Why Turnbull knows better than Abbott: Part I

Malcolm Turnbull's command of the detail runs rings around Abbott's homespun logic on Direct Action.

*For part II of 'Why Turnbull knows better than Abbott', click here.

Yesterday I touched on how Tony Abbott may be missing some of the complexities involved in an emissions reduction scheme based around reducing businesses’ emissions intensity (Abbott's base level logic, September 4). But in many respects it is Abbott’s fellow Coalition colleague Malcolm Turnbull that has inadvertently delivered the most incisive critique.

On Monday Abbott, in all his homespun wisdom, optimistically told the National Press Club:

... it is in everyone's economic interests … to try to reduce its costly inputs and often the most costly inputs apart from labour are fuel and power, and a sensible business wants to cut its costs as far as it reasonably can and normally that means using as little fuel and power as possible. So please, never underestimate the ordinary economic imperative to emit less.

But Malcolm Turnbull knows better. Turnbull in a speech to parliament in 2010 explained, in all his knowledgeable nerdiness, why energy efficiency by itself was unlikely to reduce our overall emissions:

I am an enthusiastic supporter of energy … efficiency. However, gross emission abatement figures … often fail to take into account what is known as the Jevons paradox. This paradox was described in 1865 by the British economist William Stanley Jevons…. he pointed to the experience of the Scottish iron industry, where the consumption of coal per tonne of iron had dropped by one-third but the consumption of coal, because of the enormous increase in the production of iron, had increased 10 times over.

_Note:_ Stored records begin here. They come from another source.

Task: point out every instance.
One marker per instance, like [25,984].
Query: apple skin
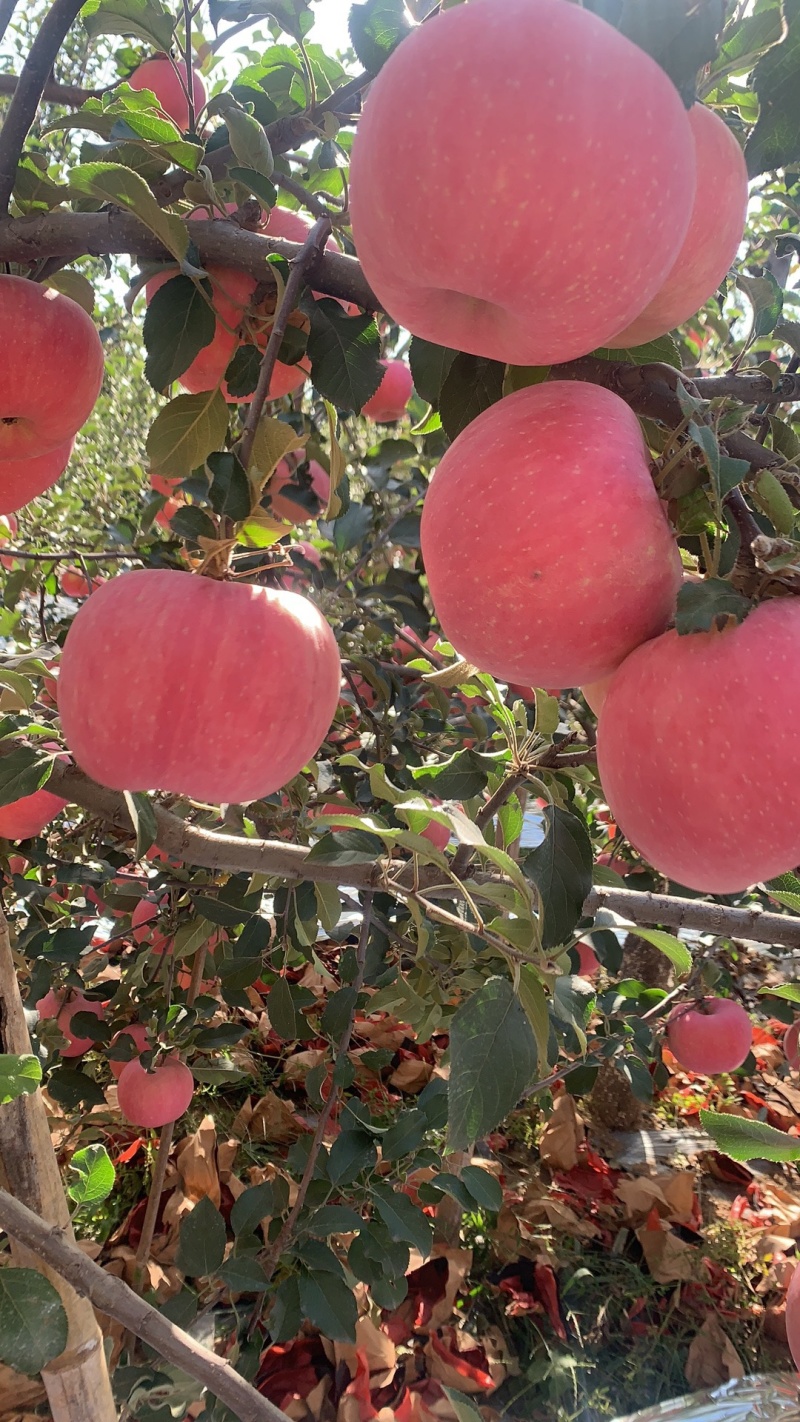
[56,1004]
[50,369]
[24,479]
[141,1041]
[714,236]
[157,1097]
[392,396]
[219,691]
[691,731]
[547,551]
[709,1038]
[158,74]
[516,212]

And, of course, Turnbull went on:

… the increase in fuel savings arising from the Bessemer process for steelmaking in the 19th century ... dramatically reduced the cost of steel … Not only did this result in much more steelmaking requiring much more coal because it made steel cheaper and more available – notwithstanding the efficiency obtained by the new process – but the new steel was used in building railroads and other infrastructure, all of which had caused or initiated their own energy demands.

And after quite a few more academic references, he concluded:

It follows that energy efficiency, while very desirable, is not a solution to greenhouse gas emissions or their abatement in and of itself.

Yep, good old Malcolm, he may not be much good at humouring his less intelligent and less well-read colleagues but he is right.

You see, the problem Turnbull was outlining is that while human beings have been great at improving the efficiency with which we turn inputs into outputs, we’re rarely content with keeping the number of outputs we consume constant. Instead, we take the gains from this increased efficiency and use it to produce more outputs and therefore consume the same or even more inputs.  

Over the period of 1990-2010, while the Australian economy achieved a 20 per cent improvement in converting energy into economic output, guess what happened to overall emissions growth in energy producing and consuming sectors?

The chart below provides the answer:

Percentage change in Australian greenhouse emissions by sector since 1990
Graph for Why Turnbull knows better than Abbott: Part I

Source: Australian National Greenhouse Accounts – Quarterly update of Australia's National Greenhouse Gas Inventory (December quarter 2012).

A lot of people underestimate the potential for energy efficiency to make it easier for us to substantially reduce emissions at moderate economic cost. But while businesses have an incentive to improve efficiency, they also have a very keen interest in growing their revenue, too.